Southeast Asia is a region which is not foreign to me. Borders matter not, followed by my explorations to remote communities, to flashy urban, industrialized cities and not far from them, in between the cracks of cement, steel, under the shades, you'll find the poor.
Admittedly there are no threats of mass institutionalized bloodied oppression, for now, as the present prime minister cum coup-leader, Prayuth, is willing to facilitate Thai society into what the self-centered urbanites desire. Law, order, and all that follows the dogmatic lifestyle of an educated Thai, needs the continued existence of ultra nationalism. Its interesting to know that Prayuth takes time from his schedule to lecture citizens about morality and nationalistic pride, inspired by perhaps the love for his vision. He usually abandons all traces of diplomacy or the elaborated articulate speeches. He is blunt by refined Thai standards, as expected, he is after all an army general.

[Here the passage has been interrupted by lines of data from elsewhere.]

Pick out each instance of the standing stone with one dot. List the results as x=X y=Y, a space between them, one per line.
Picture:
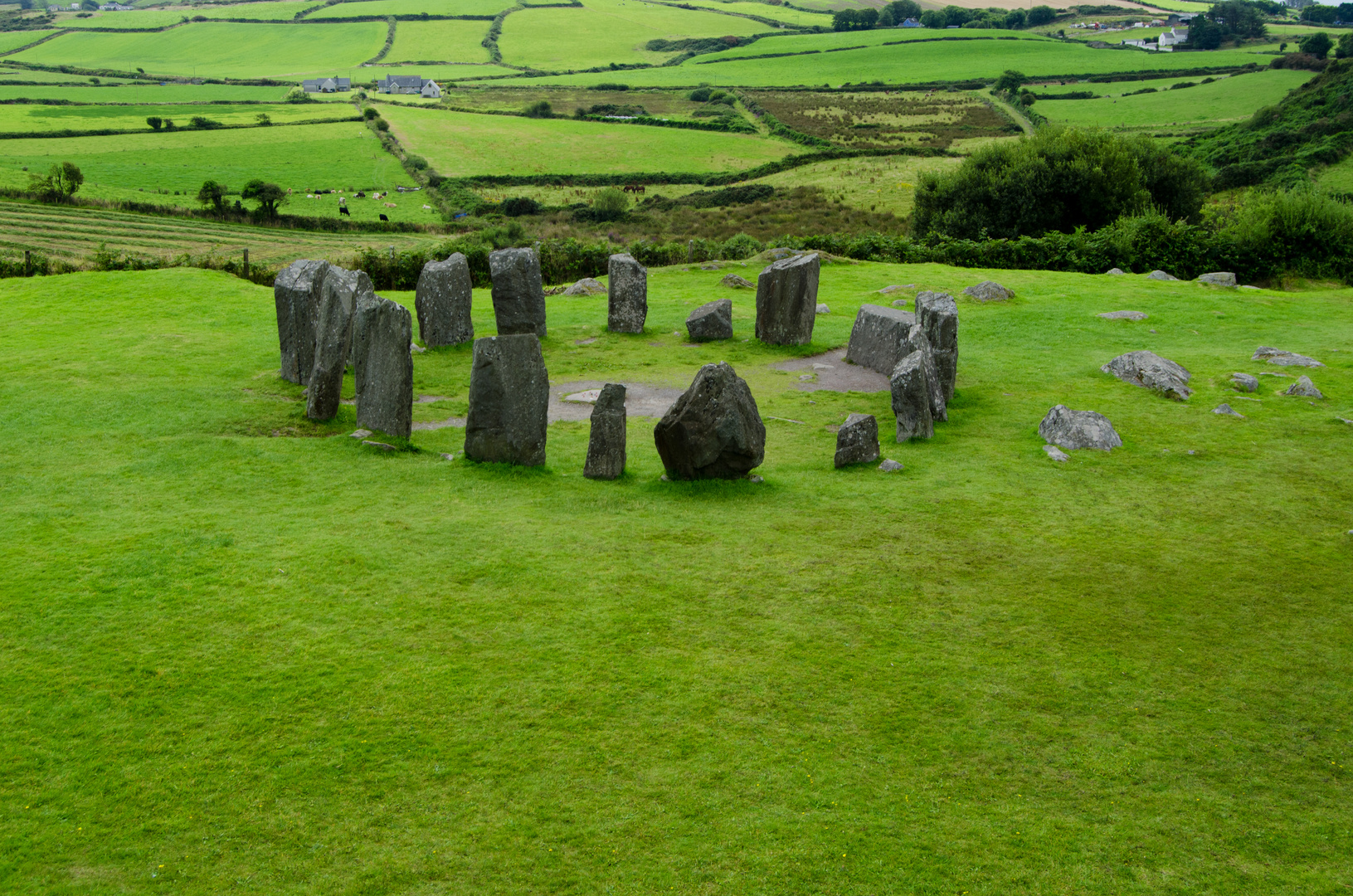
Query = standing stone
x=857 y=441
x=786 y=300
x=606 y=443
x=713 y=431
x=626 y=294
x=518 y=294
x=509 y=401
x=913 y=398
x=333 y=338
x=917 y=341
x=383 y=367
x=938 y=315
x=297 y=295
x=876 y=341
x=443 y=302
x=711 y=321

As time goes by, Thailand is still in the midst of reforming its jingoistic road maps, one that is as confusing to the masses than to the foreigners. The absence of participation affects not only political direction but also the often ignored concerns related to healthcare, agriculture, mining, environment and social justice. The absence of the failed champion of the democrat party, Abhisit Vejjajiva, from the limelight is amusing, most probably his back-seat position is solely to preserve his political longevity. Then again, this is Thailand, one must expect half-wits and cowardice to run deep in the elitism of the political class against the might of the military.
Dark times indeed, with those wondering how one would get through the night. Thoughts of how society exercise reason, the unconscious flow of manipulative hands moulding the shape of common sense. One day, end of the day, we can only hope to see people making informed decisions, not out of loyalty to a general, to stop the spinning wheel and form their aspirations.